Stop writing. Stop this nonsense. Stop this misguided attempt to tell events as they are. The narrative will not support any attempt to tell the truth. Symbols on a page cannot tell the truth. Words refer to words refer to words refer to words refer to words refer to words refer to

Words exchanged on a sunny day. Secret smiles, shaded symbols. A kindness shared by two blossoms, two rose blossoms rose together. A second meeting, not by chance. Meals shared, meaning shared. Time passes and the narrative continues. Two cycles merge. A bicycle trip, a world common to both, days, weeks, months. Life and love abound.

A bound manuscript, bound with bonds, bound with chains, bounded by cut corners and missing pages. A shadow crosses the sun, the page, the world, the life. Meanings diverge, multiply, deconstruct, crumble. A misunderstanding, a fight. Battles, losing focus, out of focus, out of sight, binocular breaking, one circle becomes two, one cycle becomes two, a unicycle trip. Time apart, time parts, parting time.

And so the narrative remains unfinished, unfinishing, unfinalized, unfinalizable. The circle closes but the ends miss each other. He misses her and she misses him. Cycling again, but the narrative remains unfinished. The story goes on and on, up and up, story upon storey, Tower of Babel, endless babble, babbling brook, broke, break,


Thursday, April 4, 2013

The Story Cycle, Part I: Origin

So, a few weeks ago I posted the prologue to a new, longer piece I've been working on for a while. It's been stalled for a while, but I thought I would go ahead and post the next section. Before reading this, MAKE SURE to read this prologue.
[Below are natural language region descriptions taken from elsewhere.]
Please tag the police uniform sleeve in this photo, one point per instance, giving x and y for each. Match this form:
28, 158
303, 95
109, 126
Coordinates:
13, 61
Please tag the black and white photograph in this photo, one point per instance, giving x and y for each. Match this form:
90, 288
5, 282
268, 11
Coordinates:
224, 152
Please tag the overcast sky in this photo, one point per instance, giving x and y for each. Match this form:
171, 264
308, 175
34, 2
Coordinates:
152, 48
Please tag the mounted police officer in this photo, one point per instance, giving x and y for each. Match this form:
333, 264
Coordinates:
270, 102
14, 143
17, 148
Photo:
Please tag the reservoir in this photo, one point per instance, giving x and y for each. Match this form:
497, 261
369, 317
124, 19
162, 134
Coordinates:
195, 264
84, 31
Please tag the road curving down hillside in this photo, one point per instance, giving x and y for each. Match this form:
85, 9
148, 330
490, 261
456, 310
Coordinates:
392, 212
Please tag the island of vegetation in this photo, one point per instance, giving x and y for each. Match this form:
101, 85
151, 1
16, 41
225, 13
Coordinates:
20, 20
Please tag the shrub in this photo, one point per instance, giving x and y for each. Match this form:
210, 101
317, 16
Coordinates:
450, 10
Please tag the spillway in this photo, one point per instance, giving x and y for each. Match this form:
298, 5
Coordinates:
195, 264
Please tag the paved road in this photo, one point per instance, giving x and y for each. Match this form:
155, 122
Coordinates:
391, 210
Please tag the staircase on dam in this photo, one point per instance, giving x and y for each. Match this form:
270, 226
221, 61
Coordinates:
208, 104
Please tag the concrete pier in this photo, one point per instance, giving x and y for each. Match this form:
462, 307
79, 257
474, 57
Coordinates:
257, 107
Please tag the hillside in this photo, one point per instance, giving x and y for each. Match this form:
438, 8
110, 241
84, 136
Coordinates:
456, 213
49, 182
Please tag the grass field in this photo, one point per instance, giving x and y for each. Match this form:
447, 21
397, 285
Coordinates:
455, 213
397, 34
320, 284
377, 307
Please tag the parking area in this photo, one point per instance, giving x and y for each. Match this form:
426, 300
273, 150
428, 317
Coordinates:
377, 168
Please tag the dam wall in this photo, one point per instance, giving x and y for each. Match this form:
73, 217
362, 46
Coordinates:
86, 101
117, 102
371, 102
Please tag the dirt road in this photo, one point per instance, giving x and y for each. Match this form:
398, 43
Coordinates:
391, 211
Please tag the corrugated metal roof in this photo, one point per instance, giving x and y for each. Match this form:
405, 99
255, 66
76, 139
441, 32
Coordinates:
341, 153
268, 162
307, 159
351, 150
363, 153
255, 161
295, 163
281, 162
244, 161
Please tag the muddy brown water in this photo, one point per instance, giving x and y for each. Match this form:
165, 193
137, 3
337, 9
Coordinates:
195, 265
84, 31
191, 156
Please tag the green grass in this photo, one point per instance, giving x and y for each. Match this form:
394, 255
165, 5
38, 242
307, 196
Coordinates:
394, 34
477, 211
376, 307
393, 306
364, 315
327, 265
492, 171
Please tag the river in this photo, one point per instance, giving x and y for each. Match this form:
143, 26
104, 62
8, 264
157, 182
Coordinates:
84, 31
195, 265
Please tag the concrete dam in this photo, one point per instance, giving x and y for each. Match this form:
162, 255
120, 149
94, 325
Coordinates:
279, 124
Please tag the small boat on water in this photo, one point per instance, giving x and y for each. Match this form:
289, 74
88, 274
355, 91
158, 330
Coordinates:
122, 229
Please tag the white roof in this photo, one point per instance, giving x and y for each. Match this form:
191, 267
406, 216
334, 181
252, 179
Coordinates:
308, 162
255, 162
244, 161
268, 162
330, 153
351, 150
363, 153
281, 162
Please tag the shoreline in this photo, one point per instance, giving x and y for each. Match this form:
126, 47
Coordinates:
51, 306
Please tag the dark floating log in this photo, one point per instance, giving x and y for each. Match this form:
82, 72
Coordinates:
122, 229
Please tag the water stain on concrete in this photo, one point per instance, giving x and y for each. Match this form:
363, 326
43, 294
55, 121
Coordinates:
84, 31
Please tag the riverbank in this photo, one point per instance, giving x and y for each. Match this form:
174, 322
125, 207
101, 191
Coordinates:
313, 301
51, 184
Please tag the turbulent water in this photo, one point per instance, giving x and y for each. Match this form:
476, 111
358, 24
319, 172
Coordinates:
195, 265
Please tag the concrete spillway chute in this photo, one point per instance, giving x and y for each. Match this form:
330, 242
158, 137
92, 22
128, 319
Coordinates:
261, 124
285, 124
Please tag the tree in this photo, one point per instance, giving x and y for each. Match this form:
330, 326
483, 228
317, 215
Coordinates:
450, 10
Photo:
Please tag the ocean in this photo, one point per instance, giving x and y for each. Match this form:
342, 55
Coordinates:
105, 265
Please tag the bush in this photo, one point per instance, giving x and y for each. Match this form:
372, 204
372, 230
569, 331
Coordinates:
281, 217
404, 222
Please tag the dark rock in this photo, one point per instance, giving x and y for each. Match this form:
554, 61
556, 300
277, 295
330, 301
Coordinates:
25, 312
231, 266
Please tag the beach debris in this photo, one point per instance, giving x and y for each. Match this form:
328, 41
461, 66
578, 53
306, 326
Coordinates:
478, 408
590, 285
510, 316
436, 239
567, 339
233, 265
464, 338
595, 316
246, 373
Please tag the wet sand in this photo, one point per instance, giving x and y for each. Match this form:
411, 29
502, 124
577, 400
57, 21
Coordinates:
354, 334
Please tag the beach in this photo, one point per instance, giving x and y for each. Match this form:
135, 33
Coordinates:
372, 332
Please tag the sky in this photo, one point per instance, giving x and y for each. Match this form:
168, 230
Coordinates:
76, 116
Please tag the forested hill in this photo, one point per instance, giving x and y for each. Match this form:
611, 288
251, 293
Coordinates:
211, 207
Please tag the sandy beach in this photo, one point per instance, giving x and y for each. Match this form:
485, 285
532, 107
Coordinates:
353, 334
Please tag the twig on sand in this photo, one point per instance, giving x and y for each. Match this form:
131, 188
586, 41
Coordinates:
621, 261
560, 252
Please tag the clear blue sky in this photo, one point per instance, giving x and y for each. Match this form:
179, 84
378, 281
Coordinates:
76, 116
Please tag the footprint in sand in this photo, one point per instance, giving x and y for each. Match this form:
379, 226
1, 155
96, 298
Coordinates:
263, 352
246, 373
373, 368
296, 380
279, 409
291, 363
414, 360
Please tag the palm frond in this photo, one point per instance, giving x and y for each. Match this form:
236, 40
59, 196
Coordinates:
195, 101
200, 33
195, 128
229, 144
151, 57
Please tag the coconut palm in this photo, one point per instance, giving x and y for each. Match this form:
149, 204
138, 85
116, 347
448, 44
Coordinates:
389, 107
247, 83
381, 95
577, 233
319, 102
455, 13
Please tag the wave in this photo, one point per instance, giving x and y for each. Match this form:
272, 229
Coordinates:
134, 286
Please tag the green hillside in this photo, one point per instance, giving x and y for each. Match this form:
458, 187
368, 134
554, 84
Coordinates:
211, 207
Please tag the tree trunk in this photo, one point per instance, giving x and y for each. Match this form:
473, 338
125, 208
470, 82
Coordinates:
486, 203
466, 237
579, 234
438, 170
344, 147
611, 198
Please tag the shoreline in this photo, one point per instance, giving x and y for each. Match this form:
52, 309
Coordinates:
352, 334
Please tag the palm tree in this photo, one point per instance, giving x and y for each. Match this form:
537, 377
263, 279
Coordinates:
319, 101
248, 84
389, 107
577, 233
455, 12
Finished with the prologue? Enjoy Part I.


Part I: Origin

All stories have a beginning, an origin. All people are born. Darkness gives way to light as new life enters the world, and so begins a single story. That story, following on the infinite, immortal path of countless others, will make its own permanent mark on the greater Story of existence, which contains and combines all the rest.

Even I have a story. It is not like yours, as I am not like you. My story is already written, and it will not be altered by time, chance, or decay. Your story is fragile; it has a beginning and it will have an end. My story will remain the same even after I no longer exist to tell it; it is a fixed point, an unmoving center in the flow of the eternal.

Your story is different. You inhabit your story; you are the protagonist of your own existence. Your story begins, an explosion of life out of non-life. Choices determine the flow, both your own choices and those of the people around you. Their stories move into and out of your own, enriching it and being enriched by it in turn. Your story contains both comedy and tragedy, truth and lies, heroes and villains. You make it, but you are also made by it.

Your story begins in helplessness; you are unable to define your plot in even the most infinitesimal details. As you inherit full ownership of your status as a protagonist, you gain more and more control and understanding of how to alter your story, how to change it in ways that are both subtle and bold. But you will never gain complete control. The Story is something outside of yourself. You are free to make choices, but the choices are defined by the ultimate flow of the Story.

You cannot predict your story. It flows on despite your best efforts to slow or stop it. You can revisit the best moments by means of memory, but you cannot go back. Your story echoes itself in a million ways, but it is not recursive. Your story is short. You have precious little time to change your story, to achieve the plot you seek to achieve. You cannot define your story, but you can alter it; you can direct it toward your dreams and desires. And so you should.